Given this potential, Mr Bush is facing increasingly loud demands for funding for the work from both the scientific community and the government's own research body. It has been praised as "pro-life" in the best sense of the word even by more moderate opponents of abortion, since it does not involve the destruction of viable embryos but rather takes advantage of fertilised eggs left over from fertility treatments that would otherwise be discarded.

Mr Bush's reasons for hesitating appear to be a result of his reluctance to alienate his voting base among evangelical Christians, who were among his most ardent supporters in last year's nail-bitingly close presidential election.
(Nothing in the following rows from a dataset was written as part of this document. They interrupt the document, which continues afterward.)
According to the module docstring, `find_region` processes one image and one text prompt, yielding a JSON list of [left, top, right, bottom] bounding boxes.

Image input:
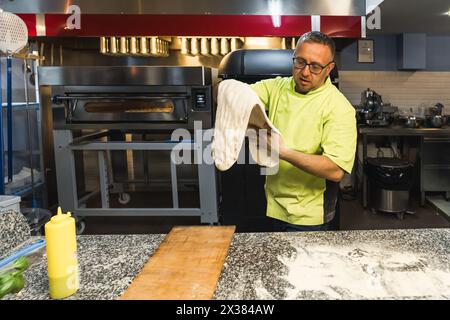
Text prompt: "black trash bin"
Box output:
[[366, 157, 414, 219]]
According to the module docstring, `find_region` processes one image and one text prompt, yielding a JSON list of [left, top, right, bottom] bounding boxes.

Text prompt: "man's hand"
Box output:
[[251, 128, 287, 157], [268, 131, 289, 160]]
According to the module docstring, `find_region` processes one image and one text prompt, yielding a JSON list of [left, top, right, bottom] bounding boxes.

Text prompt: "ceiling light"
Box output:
[[268, 0, 282, 28]]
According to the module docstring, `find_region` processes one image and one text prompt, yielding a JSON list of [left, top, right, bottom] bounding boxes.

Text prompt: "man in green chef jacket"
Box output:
[[251, 31, 357, 232]]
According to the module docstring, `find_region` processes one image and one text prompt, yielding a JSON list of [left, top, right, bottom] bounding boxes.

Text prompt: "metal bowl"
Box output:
[[401, 116, 424, 128], [426, 115, 447, 128]]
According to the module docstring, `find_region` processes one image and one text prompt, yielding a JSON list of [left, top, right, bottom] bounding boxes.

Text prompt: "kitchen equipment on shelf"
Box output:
[[366, 157, 415, 220], [402, 115, 425, 128], [427, 115, 445, 128], [425, 103, 447, 128], [398, 107, 425, 128], [356, 88, 397, 127]]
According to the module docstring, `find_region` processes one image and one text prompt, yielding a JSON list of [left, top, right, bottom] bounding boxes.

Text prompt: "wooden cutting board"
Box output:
[[120, 225, 236, 300]]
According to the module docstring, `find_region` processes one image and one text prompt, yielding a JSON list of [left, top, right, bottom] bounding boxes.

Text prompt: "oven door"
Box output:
[[62, 94, 189, 123]]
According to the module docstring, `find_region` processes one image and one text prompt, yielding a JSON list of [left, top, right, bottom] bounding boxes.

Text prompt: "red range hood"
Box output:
[[17, 14, 363, 38]]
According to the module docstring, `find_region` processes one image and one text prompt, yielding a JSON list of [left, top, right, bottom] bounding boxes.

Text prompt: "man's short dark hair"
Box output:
[[296, 31, 335, 59]]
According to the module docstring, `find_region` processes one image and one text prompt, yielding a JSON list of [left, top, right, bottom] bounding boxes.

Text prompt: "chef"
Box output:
[[250, 31, 357, 231]]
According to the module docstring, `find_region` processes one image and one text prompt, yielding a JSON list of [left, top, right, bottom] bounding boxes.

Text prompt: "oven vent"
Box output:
[[100, 36, 171, 57], [178, 37, 244, 56]]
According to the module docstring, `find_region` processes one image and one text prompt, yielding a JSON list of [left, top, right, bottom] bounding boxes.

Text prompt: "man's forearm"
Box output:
[[280, 148, 344, 182]]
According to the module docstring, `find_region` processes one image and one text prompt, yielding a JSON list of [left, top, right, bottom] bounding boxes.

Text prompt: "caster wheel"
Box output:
[[76, 220, 86, 235], [370, 208, 377, 215], [396, 212, 405, 220], [118, 192, 131, 205]]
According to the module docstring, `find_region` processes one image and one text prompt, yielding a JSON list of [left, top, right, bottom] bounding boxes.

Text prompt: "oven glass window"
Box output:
[[84, 99, 175, 113]]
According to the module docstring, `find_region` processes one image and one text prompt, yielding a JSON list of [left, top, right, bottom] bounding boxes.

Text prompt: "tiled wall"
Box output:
[[339, 71, 450, 115]]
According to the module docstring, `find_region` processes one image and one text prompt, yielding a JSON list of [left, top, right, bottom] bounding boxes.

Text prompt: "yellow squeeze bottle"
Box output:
[[44, 207, 79, 299]]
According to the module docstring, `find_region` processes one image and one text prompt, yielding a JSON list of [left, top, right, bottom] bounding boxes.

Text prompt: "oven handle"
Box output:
[[52, 94, 191, 103]]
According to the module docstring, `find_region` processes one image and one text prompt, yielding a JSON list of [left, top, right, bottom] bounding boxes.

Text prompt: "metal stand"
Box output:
[[358, 127, 450, 209], [53, 129, 219, 224], [420, 136, 450, 206]]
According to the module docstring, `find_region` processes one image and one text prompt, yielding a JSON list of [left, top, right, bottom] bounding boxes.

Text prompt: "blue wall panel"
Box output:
[[340, 34, 450, 71]]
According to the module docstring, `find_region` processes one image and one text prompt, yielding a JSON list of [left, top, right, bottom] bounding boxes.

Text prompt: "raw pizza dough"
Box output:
[[212, 79, 281, 171]]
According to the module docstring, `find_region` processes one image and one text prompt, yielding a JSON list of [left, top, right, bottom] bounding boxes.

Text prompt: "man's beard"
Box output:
[[295, 83, 312, 94]]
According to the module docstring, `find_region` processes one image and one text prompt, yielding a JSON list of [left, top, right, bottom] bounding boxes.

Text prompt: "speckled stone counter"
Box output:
[[0, 210, 31, 258], [4, 228, 450, 300], [4, 234, 165, 300], [214, 228, 450, 300]]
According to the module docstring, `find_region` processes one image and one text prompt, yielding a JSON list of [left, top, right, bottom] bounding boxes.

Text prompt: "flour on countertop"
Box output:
[[277, 244, 450, 299]]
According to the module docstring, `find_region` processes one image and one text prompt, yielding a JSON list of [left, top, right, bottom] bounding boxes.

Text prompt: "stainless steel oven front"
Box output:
[[41, 66, 214, 131]]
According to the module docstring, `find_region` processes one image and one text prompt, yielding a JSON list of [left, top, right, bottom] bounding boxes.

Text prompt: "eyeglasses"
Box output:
[[292, 57, 334, 75]]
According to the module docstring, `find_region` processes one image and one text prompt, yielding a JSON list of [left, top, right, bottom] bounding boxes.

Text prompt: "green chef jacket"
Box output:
[[251, 76, 357, 226]]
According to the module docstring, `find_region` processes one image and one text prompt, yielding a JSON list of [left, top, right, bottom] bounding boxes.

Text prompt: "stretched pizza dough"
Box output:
[[212, 79, 281, 171]]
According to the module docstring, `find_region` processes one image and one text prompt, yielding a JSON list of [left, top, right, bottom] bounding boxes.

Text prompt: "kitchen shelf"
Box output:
[[1, 101, 47, 207], [1, 102, 40, 110], [3, 150, 42, 156], [1, 56, 48, 210], [5, 181, 45, 197]]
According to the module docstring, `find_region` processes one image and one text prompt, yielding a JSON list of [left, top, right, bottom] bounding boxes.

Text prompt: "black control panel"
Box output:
[[192, 89, 208, 109]]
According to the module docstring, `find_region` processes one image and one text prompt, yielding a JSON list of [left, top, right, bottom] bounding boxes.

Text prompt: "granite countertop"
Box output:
[[214, 228, 450, 300], [3, 234, 165, 300], [1, 210, 166, 300], [0, 210, 32, 258], [3, 226, 449, 300]]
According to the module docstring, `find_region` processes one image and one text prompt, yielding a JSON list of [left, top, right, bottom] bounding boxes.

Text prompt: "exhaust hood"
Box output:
[[2, 0, 368, 38], [0, 0, 367, 15]]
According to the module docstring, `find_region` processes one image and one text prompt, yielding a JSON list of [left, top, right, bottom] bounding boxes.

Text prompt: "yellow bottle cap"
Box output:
[[50, 207, 71, 223]]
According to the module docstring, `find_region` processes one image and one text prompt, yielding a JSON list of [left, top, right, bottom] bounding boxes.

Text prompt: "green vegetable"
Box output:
[[0, 277, 15, 299], [0, 256, 29, 274], [0, 273, 14, 285], [11, 275, 25, 294], [13, 257, 29, 271], [0, 257, 29, 299]]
The White House has also expressed an interest in cultivating the sympathy of Catholic voters, a line that makes less sense since opinion polls show a that majority of rank-and-file American Catholics support the stem cell-research in defiance of the Pope's own stance.

Mr Bush indicated a certain awe in meeting the Pope, saying he was not poetic enough to be able to describe what it was like to be in his presence. Dressed in a dark suit, the president was welcomed by the Swiss Guards, after his bulletproof limousine had struggled with the tight corners of the medieval lanes leading up to Castelgandolfo.

He looked nervous as he was introduced to the elderly Pontiff. After the private meeting, the President's wife Laura and daughter Barbara, their heads covered with black mantillas out of reverence for the Pope, were called in to admire the stunning lake view.